While not usually nine days old, some foods
taste better the second time than when first cooked. Many people say
leftover pasta tastes great. Now an experiment has shown that it
also might be better for us.
Pasta is a form of carbohydrate and like all carbohydrates it gets
broken down in our gut and then absorbed as simple sugars, which in
turn makes your blood glucose quickly rise. In response to a surge
in blood glucose our bodies produce a rush of insulin to get our
blood glucose back down to normal as swiftly as possible, because
persistently high levels of glucose in the blood are extremely
unhealthy.
A rapid rise in blood glucose, followed by a rapid fall, can often
make a person feel hungry again quite soon after a meal. It is true
of sugary sweets and cakes and also true for things like pasta,
potatoes, white rice, and white bread.
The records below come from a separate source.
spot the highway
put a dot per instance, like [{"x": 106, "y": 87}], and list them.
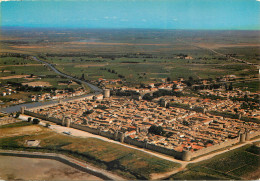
[
  {"x": 93, "y": 87},
  {"x": 17, "y": 108}
]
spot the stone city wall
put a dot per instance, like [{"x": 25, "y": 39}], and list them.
[{"x": 8, "y": 120}]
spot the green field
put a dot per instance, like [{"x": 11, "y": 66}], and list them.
[
  {"x": 241, "y": 163},
  {"x": 253, "y": 86},
  {"x": 130, "y": 163},
  {"x": 140, "y": 56}
]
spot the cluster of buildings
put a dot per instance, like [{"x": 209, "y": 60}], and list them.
[{"x": 183, "y": 129}]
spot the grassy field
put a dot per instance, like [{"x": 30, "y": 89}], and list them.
[
  {"x": 127, "y": 162},
  {"x": 252, "y": 86},
  {"x": 139, "y": 55},
  {"x": 241, "y": 163}
]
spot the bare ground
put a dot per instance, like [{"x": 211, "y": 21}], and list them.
[{"x": 17, "y": 168}]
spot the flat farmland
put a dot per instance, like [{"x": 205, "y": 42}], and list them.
[
  {"x": 241, "y": 163},
  {"x": 138, "y": 55}
]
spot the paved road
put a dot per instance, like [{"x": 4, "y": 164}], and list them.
[
  {"x": 221, "y": 54},
  {"x": 17, "y": 108}
]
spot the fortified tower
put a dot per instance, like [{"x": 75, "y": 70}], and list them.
[
  {"x": 186, "y": 155},
  {"x": 247, "y": 135},
  {"x": 68, "y": 121},
  {"x": 106, "y": 93},
  {"x": 242, "y": 137},
  {"x": 22, "y": 110}
]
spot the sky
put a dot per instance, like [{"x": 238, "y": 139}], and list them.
[{"x": 151, "y": 14}]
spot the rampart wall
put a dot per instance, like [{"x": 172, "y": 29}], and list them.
[
  {"x": 215, "y": 147},
  {"x": 184, "y": 155}
]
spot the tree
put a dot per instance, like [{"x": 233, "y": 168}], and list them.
[{"x": 36, "y": 121}]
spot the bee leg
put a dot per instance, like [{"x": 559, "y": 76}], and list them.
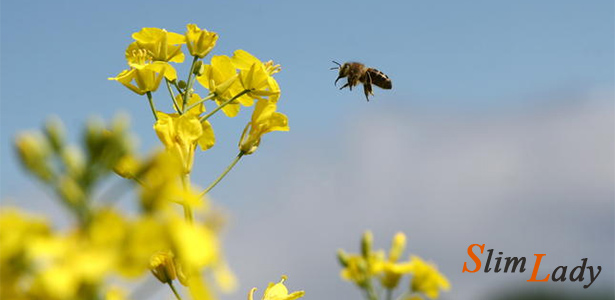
[
  {"x": 367, "y": 87},
  {"x": 338, "y": 78}
]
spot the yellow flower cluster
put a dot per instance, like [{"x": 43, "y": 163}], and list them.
[
  {"x": 231, "y": 82},
  {"x": 104, "y": 244},
  {"x": 363, "y": 268}
]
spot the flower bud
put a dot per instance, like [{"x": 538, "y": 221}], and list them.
[
  {"x": 70, "y": 190},
  {"x": 54, "y": 129},
  {"x": 342, "y": 257},
  {"x": 366, "y": 244},
  {"x": 198, "y": 68},
  {"x": 74, "y": 160},
  {"x": 128, "y": 167},
  {"x": 163, "y": 266}
]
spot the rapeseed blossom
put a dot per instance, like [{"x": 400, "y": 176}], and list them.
[{"x": 370, "y": 264}]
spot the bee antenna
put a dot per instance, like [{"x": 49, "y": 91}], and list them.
[{"x": 335, "y": 68}]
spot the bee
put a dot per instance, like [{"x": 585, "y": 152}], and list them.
[{"x": 359, "y": 73}]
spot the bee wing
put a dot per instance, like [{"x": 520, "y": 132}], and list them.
[{"x": 380, "y": 79}]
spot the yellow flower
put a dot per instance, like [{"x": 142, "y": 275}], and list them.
[
  {"x": 181, "y": 133},
  {"x": 194, "y": 98},
  {"x": 220, "y": 78},
  {"x": 160, "y": 44},
  {"x": 277, "y": 291},
  {"x": 128, "y": 166},
  {"x": 392, "y": 270},
  {"x": 426, "y": 278},
  {"x": 256, "y": 76},
  {"x": 264, "y": 119},
  {"x": 163, "y": 266},
  {"x": 144, "y": 74},
  {"x": 200, "y": 41},
  {"x": 145, "y": 78}
]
That is why dieticians
emphasize the importance of eating foods that are rich in fiber, as
these foods produce a much more gradual rise and fall in blood
sugars.
Cooking pasta and then cooling it down changes the structure of the
pasta, turning it into something that is called 'resistant starch'.
It is called that because once pasta, potatoes or other starchy food
is cooked and cooled it becomes resistant to the normal enzymes that
break carbohydrates down and release glucose that causes a blood
sugar surge.
According to Dr. Denise Robertson, from the University of Surrey, if
you cook and cool pasta down then your body will treat it much more
like fiber, creating a smaller glucose peak. You will also absorb
fewer calories.
A study was conducted and volunteers had three days of testing,
spread out over several weeks. On each occasion they had to eat
pasta on an empty stomach. The volunteers were randomized to eating
either hot, cold, or reheated pasta on different days.
On one day they ate the pasta, freshly cooked and hot with a plain
sauce of tomatoes and garlic. On another day they had to eat it cold
with the same sauce, but after it had been chilled overnight. On a
third day they ate the pasta with sauce after it had been chilled
and then reheated.
On each of the days they also gave blood samples every 15 minutes
for two hours, to see what happened to their blood glucose as the
pasta was slowly digested. Eating cold pasta led to a smaller spike
in blood glucose and insulin than eating freshly boiled pasta.
Cooking, cooling, and then reheating the pasta had an even smaller
effect on blood glucose. It reduced the rise in blood glucose by
50%.
We can convert a carb-loaded meal into a more healthy fiber-loaded
one without changing a single ingredient, just the temperature.
Leftovers could be healthier than the original meal.